Most “AI red team” spreadsheets rot because setup takes longer than curiosity lasts. Adoption happens when testers can replay a baseline bundle in one command, compare gateway verdict deltas across commits, promote findings as regression fixtures, and see latency impact alongside security lift—not screenshots of amusing model replies labelled "risk".
Properties of an effective lab corpus
- Versioned transcripts with reproducible embeddings (pinned index builds) rather than brittle static strings.
- Ablation families: multilingual, homoglyphs, chunked markdown, OCR noise, multimodal payloads where relevant.
- Negative controls—baseline benign traffic ensuring policy churn doesn’t erode usability.
- Severity rubric aligning product + legal—not every creative insult is Sev0.
Close the loop to engineering
Each simulated failure produces a regression ID checked into CI—or it didn’t happen. Gate merges when novel bypass rate exceeds SLA; gate releases when remediation commit lacks paired simulator deltas.
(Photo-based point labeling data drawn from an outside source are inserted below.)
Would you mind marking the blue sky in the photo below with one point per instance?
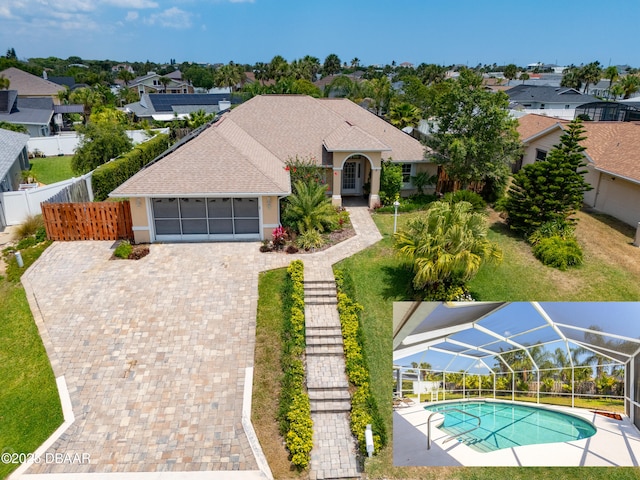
(375, 31)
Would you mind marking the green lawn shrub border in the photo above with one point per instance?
(364, 409)
(109, 176)
(294, 414)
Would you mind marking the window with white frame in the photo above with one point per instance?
(408, 170)
(540, 155)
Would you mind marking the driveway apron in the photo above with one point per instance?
(154, 352)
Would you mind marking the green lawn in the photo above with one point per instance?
(380, 280)
(52, 169)
(29, 404)
(267, 373)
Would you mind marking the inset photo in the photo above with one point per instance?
(516, 384)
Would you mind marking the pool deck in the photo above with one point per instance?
(616, 443)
Metrics that matter beyond percent accuracy
- Time-to-patch for novel bypass archetypes (median / p95).
- "Escape velocity" drift after model vendor updates—automatic diff runs when upstream weights change.
- Operational cost: extra milliseconds per inference vs risk reduction—not security theater at arbitrary latency.
- Human adjudication backlog size—if reviewers drown, signals are noisy or UX copy failed.
Intertrace exposes simulation surfaces so teams iterate without mocking half the gateway stack offline. Tie lab runs to dashboards; let operators diff threat categories and classifications like any other flaky test suite—with owners, deadlines, traceable fixes.